DEV Community

Cover image for Multiline fixed string search and replace with cli tools
Sundeep
Sundeep

Posted on • Originally published at learnbyexample.github.io

Multiline fixed string search and replace with cli tools

Credit: Cover image generated using carbon

This post shows how you can use ripgrep, perl and sd to perform multiline fixed string search and replace operations from the command line. Solution with GNU sed is also discussed, along with its limitations.

Fixed string matching

The below sample input file will be used in the examples in this post.

$ cat ip.txt
This is a multiline
sample input with lots
of special characters
like . () * [] $ {}
^ + ? \ and ' and so on.
This post shows how
you can do fixed
-string multiline
search with cli tools.
Enter fullscreen mode Exit fullscreen mode

ripgrep

ripgrep supports -U option to allow multiline matching. Use -F option to turn off regexp matching, i.e. treat the search string literally. In bash shell (and likely most other shells), you can press enter key to insert literal newline character for quoted values. When you do so, the next line starts with > and a space character.
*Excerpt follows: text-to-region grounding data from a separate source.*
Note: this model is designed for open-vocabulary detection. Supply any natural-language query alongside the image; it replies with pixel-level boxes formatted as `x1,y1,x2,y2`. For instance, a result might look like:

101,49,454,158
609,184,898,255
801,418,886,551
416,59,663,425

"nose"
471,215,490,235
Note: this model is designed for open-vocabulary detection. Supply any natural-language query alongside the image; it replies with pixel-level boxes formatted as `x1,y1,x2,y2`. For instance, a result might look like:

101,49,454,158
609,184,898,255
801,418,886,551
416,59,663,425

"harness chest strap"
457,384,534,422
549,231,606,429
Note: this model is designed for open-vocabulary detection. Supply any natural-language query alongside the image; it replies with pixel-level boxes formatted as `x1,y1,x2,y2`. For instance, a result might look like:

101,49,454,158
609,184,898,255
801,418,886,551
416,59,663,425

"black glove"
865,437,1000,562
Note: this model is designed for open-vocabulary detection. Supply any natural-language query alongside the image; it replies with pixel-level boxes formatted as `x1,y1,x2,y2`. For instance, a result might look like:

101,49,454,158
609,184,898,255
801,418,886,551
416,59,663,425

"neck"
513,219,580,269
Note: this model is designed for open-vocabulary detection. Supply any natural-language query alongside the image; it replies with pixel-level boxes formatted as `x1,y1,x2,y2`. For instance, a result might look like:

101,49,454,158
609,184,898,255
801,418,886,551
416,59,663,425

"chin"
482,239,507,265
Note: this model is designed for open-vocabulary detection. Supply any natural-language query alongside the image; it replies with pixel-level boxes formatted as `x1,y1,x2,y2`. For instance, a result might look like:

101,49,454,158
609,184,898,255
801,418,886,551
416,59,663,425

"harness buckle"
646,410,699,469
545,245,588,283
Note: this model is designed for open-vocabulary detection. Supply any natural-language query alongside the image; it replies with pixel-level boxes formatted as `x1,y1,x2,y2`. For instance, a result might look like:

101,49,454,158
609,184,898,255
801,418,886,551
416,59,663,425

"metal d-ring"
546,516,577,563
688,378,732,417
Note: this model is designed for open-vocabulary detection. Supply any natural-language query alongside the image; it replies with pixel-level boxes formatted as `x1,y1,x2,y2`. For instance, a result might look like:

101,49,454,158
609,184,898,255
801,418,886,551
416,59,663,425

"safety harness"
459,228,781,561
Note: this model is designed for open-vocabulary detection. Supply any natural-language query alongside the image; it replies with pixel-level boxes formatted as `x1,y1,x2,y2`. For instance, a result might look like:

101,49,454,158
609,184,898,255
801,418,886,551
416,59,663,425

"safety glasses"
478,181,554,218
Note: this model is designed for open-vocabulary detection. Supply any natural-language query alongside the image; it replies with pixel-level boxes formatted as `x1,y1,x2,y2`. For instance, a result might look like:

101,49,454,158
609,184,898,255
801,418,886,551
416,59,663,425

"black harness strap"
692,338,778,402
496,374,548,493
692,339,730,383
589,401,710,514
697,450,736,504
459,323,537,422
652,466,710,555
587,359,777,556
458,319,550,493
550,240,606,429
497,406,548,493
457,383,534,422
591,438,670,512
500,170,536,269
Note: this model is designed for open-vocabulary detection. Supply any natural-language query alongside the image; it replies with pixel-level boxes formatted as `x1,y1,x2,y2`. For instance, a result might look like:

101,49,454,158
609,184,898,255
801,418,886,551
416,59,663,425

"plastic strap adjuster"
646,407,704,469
This isn't shown in the examples below to make it easier to copy-paste the commands.

$ rg -UF 'like . () * [] $ {}
^ + ? \ and' ip.txt
4:like . () * [] $ {}
5:^ + ? \ and ' and so on.

# -l option shows only filename instead of all the matching lines
$ rg -lUF 'like . () * [] $ {}
^ + ? \ and' ip.txt
ip.txt
Enter fullscreen mode Exit fullscreen mode

You'll have an issue if your search string itself contains single quote characters. Avoid using double quotes as a workaround, as that has its own set of special characters. You can work around by concatenating multiple strings next to each other, along with escaped single quote characters as needed.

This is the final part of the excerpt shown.